Does it keep the original format?
No. Whatever you put in (zip, tar, 7z, rar...), the parts come out as ZIP at compression level 6. If you must preserve a specific format, the splitter isn't the right tool.
Can I document an exact files-per-part contract?
Yes - count mode is deterministic. 'Each part contains 5,000 files' holds for a given input, and only the final part is smaller (the remainder).
Are parts reproducible build-to-build?
count boundaries are stable for identical input. Any change to the set or order of entries shifts where parts break, so regenerate the manifest after a content change.
How do I verify the parts?
Run each part through checksum-generator and publish a SHA-256 manifest. Use archive-integrity-tester to confirm a part is structurally sound.
What if one file is bigger than my part size?
It gets its own part (larger than the target). We never split a single entry across parts, so an extracted binary or model weight is never corrupted.
Can I split a private prerelease without it leaving my machine?
Yes - all extraction and re-zipping happen in the browser. The page shows 0 bytes uploaded. Nothing about the artifact is sent to a server.
Will it handle a 2 GB+ artifact?
Only up to the tier cap: 500 MB on Pro, 2 GB on Pro-media/Developer. Above 2 GB you must pre-split with a CLI, then refine each piece into ZIP parts in-browser.
Does it preserve empty folders in the artifact?

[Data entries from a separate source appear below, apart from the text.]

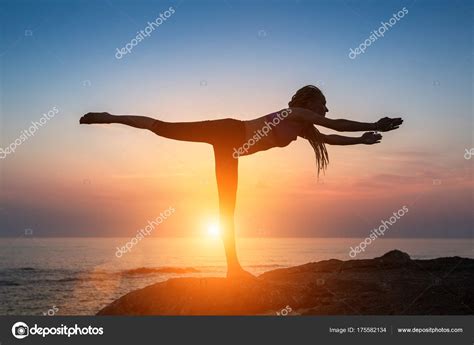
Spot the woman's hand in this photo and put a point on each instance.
(96, 118)
(370, 138)
(387, 124)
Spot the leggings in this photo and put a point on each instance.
(224, 135)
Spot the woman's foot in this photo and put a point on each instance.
(90, 118)
(240, 274)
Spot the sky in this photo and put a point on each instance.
(239, 59)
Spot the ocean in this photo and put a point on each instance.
(79, 276)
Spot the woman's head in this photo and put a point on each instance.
(310, 97)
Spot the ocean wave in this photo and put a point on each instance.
(148, 270)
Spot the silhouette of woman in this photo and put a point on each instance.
(233, 138)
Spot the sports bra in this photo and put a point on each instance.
(272, 130)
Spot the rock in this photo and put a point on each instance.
(390, 284)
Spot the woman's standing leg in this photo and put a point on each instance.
(227, 180)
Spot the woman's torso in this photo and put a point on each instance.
(272, 130)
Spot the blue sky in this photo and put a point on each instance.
(239, 59)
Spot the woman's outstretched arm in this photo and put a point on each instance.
(367, 138)
(129, 120)
(342, 125)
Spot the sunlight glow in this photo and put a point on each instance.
(213, 230)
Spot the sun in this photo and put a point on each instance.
(213, 230)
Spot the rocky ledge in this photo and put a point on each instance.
(392, 284)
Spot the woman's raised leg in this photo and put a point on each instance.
(200, 131)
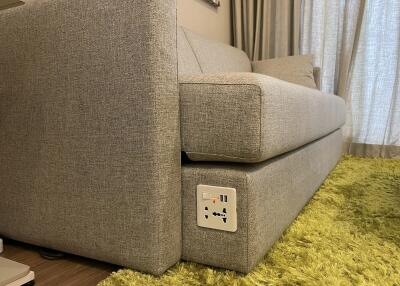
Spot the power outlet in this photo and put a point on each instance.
(216, 208)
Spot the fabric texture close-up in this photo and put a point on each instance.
(349, 234)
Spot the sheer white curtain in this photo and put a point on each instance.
(357, 45)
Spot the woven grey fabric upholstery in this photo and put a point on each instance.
(213, 56)
(295, 69)
(89, 129)
(248, 117)
(269, 197)
(187, 61)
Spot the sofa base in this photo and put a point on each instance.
(270, 195)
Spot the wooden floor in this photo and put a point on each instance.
(68, 271)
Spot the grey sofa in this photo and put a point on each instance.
(98, 99)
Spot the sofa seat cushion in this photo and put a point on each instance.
(249, 117)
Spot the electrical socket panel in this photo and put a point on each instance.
(216, 208)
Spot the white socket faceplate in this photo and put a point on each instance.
(216, 207)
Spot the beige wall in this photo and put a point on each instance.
(204, 19)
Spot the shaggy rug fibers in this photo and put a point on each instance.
(349, 234)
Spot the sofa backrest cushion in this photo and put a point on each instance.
(210, 56)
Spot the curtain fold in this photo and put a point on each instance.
(266, 28)
(357, 45)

No - empty directory records are dropped; only file entries (with their paths) are kept. To manage empty folders, see empty-folder-pruner.
How do downloaders put the parts back together?
Usually they don't need to - each part is independent. If you want a single recombined archive, point them to archive-merger, which merges complete archives.
Can I build a fresh multi-part archive instead of splitting one?
Yes - use multi-part-archive-creator to build chunks straight from loose files, or folder-to-zip to zip a folder first, then split it here.
Privacy first
Every JAD Archive tool runs entirely in your browser using fflate, @zip.js/zip.js, and the libarchive WASM bridge. Your archives never leave your device — verified by zero outbound network requests during processing.